Ben Felton's Marathon Miles
Workout - Ben Felton's Marathon Miles
- 10min @ 9'00''/mi
- 15 lots of:
- 1.6km @ 5'45''/mi
- 1min rest
- 10min @ 9'00''/mi
Intro: Ben’s 2:24 Boston Marathon finish after running three marathons in four months sounds wild—and it was. The FOD Runner’s video break-down covers the entire training arc. Here’s what stood out and how you can apply it.
Key Points
- Ben combined easy runs, steady (heart‑rate‑guided) runs, and a handful of harder sessions each week.

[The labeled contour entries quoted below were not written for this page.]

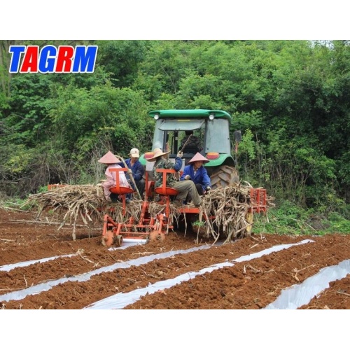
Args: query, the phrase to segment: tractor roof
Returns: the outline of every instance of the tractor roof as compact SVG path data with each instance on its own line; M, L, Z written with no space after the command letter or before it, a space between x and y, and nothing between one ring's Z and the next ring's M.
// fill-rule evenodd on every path
M230 122L232 120L231 115L225 111L211 109L160 109L150 111L148 114L154 117L158 114L160 118L209 118L211 114L214 118L223 118Z

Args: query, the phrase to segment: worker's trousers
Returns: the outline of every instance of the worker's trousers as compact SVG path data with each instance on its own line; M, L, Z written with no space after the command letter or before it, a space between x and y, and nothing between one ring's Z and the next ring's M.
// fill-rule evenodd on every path
M181 202L186 201L188 195L188 197L192 199L195 205L200 204L201 198L200 195L198 195L196 186L192 180L176 181L172 187L178 191L176 200L181 200Z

- Heart‑rate zones kept his effort honest—easy floated around 130 bpm, steady work sat in the 140–150 bpm band, especially valuable after his Kenya altitude block.
- Strength, sleep, and nutrition (whole foods, limited alcohol) formed the non-running foundation.

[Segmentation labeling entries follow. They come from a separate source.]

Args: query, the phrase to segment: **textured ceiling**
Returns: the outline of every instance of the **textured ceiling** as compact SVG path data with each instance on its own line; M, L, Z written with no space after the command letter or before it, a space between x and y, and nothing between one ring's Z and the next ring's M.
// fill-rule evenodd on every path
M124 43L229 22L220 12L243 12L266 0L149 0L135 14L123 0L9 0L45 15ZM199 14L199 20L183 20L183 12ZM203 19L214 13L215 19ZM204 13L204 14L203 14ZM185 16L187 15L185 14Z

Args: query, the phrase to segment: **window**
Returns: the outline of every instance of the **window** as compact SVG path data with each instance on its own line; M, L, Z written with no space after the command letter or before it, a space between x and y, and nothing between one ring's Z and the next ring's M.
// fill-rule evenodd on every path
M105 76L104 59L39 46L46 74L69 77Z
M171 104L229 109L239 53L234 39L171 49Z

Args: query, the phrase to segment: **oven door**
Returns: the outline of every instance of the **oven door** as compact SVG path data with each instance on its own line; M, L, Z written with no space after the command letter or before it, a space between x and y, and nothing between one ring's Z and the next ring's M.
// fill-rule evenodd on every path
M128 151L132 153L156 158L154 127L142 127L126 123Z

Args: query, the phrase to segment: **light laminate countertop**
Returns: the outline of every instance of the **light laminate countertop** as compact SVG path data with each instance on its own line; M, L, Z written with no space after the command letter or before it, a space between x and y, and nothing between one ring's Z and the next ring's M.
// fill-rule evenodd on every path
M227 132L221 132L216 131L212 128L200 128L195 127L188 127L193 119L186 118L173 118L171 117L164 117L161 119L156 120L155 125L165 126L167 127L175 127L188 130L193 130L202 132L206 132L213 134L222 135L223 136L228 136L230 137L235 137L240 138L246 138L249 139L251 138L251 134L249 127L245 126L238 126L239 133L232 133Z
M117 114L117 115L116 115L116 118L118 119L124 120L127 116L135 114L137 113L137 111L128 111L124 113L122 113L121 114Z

- As race day approached, total volume dipped while his key weekly workout intensified—a sharpening tactic that transfers across all distances. For more on this volume-intensity balance, see our Mastering the 10K: Proven Training Plans, Pace Strategies, and How a Smart App Can Elevate Your Performance guide.
Workout Example (adjust these to your goal paces):
- Easy run – 5 mi at ~6:40 / mi (HR ≈ 130 bpm).

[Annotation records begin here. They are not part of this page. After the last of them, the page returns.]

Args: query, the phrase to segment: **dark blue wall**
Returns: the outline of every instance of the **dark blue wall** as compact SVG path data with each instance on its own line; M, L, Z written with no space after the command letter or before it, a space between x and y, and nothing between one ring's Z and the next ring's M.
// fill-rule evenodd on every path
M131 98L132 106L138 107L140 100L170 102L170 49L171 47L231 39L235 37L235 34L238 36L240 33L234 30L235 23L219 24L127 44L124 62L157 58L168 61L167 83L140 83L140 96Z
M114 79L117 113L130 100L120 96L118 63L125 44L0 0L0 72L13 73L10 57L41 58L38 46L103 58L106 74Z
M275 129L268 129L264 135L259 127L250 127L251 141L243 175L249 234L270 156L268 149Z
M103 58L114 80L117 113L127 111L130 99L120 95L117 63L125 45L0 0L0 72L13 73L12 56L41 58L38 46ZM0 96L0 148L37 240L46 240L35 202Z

- Mid‑week longer session – 15 × 1 mi at your marathon goal pace (say 5:45 / mi) with 1‑min jog recovery, or 7 × 3 mi around 5:30 / mi (slightly quicker than marathon). High-volume repeats like these build both endurance and confidence at race effort. Our Mastering Interval Training: Science-Backed Workouts and How a Smart App Can Personalize Them guide walks through structuring these sessions.
- Progression run – 8 mi, begin at easy pace and cruise the final 2 mi at marathon pace (HR climbing toward 150 bpm).
- Double day – Morning: 6 mi easy + strength; Evening: 6 mi easy (HR under 145 bpm).
- Rest & recovery – minimum 2 full rest days each week; light strength on easy days.
Practical Tips
- A heart‑rate monitor keeps you honest in your zones; without one, rely on feel (“comfortably hard”).